米国のクイズ番組「ジョパディ!」でクイズ王と対戦したIBM Watson(YouTubeより)

 人間が話しかけた内容や人間同士の会話をAI(人工知能)が正しく理解し、必要としている情報を教えてくれたり、アドバイスしてくれたりする。SF映画やコミックに描かれてきたような近未来が、あらゆるビジネスにおいて現実になろうとしている。

 コンピュータは人間の言葉やその意図を理解できるのだろうか? こんな命題に米IBMが開発した人工知能(AI)「IBM Watson」は一定の解を示した。
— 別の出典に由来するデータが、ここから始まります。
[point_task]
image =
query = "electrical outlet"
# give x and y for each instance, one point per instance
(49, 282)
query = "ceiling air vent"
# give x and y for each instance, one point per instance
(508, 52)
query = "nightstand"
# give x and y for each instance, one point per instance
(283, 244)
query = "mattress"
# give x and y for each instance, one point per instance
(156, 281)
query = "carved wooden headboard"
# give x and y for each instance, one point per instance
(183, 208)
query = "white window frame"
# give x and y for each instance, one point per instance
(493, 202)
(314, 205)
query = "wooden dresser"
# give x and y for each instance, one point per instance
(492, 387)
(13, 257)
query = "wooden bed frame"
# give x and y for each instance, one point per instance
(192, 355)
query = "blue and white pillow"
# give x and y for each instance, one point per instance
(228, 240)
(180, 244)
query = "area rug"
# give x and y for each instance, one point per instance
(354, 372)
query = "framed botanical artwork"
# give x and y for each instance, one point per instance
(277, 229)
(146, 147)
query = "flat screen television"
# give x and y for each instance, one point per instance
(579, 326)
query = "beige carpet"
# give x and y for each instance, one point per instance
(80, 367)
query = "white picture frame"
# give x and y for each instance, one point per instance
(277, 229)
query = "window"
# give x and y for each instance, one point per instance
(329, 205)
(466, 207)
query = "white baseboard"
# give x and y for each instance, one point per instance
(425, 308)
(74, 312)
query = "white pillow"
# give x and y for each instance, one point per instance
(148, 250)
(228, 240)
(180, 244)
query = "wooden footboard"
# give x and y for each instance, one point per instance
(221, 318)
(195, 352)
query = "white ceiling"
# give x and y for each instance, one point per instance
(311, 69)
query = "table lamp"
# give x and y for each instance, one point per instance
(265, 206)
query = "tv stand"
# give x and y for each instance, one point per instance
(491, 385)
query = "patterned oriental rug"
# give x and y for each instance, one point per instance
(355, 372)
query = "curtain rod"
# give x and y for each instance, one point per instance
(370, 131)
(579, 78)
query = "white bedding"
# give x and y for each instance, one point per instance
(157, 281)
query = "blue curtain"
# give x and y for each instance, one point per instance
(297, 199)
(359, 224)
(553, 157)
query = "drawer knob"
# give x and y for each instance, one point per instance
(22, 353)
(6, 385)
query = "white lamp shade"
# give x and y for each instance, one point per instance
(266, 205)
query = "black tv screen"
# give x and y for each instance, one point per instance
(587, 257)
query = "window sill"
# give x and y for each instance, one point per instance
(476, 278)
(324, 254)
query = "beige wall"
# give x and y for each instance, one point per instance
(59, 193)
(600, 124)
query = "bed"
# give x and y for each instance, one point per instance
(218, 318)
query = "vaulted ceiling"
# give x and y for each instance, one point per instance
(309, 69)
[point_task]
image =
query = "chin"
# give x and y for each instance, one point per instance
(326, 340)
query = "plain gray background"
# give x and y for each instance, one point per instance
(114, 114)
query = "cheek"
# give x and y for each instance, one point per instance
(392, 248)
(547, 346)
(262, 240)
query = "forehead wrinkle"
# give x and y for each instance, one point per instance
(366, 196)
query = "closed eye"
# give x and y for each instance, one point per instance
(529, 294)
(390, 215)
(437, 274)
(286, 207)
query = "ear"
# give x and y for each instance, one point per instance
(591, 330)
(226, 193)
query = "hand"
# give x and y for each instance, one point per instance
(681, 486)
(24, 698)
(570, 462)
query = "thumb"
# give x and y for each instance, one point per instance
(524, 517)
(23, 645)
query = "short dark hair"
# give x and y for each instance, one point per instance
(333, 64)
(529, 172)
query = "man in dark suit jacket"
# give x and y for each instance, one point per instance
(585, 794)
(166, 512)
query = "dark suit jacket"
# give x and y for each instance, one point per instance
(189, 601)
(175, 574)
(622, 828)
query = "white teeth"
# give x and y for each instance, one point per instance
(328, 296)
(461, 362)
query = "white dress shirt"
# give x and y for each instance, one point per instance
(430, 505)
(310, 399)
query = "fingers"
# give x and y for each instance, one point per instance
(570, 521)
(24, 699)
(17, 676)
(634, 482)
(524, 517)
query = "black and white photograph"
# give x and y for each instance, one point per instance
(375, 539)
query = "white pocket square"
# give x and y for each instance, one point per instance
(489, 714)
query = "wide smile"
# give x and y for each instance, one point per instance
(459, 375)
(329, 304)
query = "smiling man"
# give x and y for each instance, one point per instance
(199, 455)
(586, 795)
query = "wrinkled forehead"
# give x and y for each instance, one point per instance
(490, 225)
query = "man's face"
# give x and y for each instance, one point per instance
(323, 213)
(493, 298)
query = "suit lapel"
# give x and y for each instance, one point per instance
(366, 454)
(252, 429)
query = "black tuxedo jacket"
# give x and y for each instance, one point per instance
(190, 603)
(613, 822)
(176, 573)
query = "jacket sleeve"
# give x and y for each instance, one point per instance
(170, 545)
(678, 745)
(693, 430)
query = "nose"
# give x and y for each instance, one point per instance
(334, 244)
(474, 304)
 既報の通り、IBMはスーパーコンピュータ「ディープブルー」でチェスの世界チャンピオンに挑んで1997年に勝利した。次の手以降の展開を読む「先読み」が重要とされるチェスで、ディープブルーは1秒間に2億手先までを読む力を備え、計算と記憶能力で人間を凌駕した。

クイズ番組でクイズ王と勝負!

 IBMは次なる目標として「クイズで人間を超える」ことを目指した。そしてWatsonを開発し、米国のクイズ番組「ジョパディ!」でクイズ王たちに挑戦した。

 この挑戦に対しては、大きく2つの見方があった。ひとつは、「コンピュータなんだから知識は豊富だろう。クイズなら勝って当然だ」というもの。もうひとつは、「そんなこと無理に決まっている」という真逆の予測である。ソフトウェア技術者の多くは後者の見解だった。クイズに正解するには、何よりもまずWatsonが人間の言語を正しく理解しなければならないからだ。Watsonはジョパディ!で他の参加者と同じ席につき、人間に向けて「自然言語」で出題されるクイズに答える必要があった。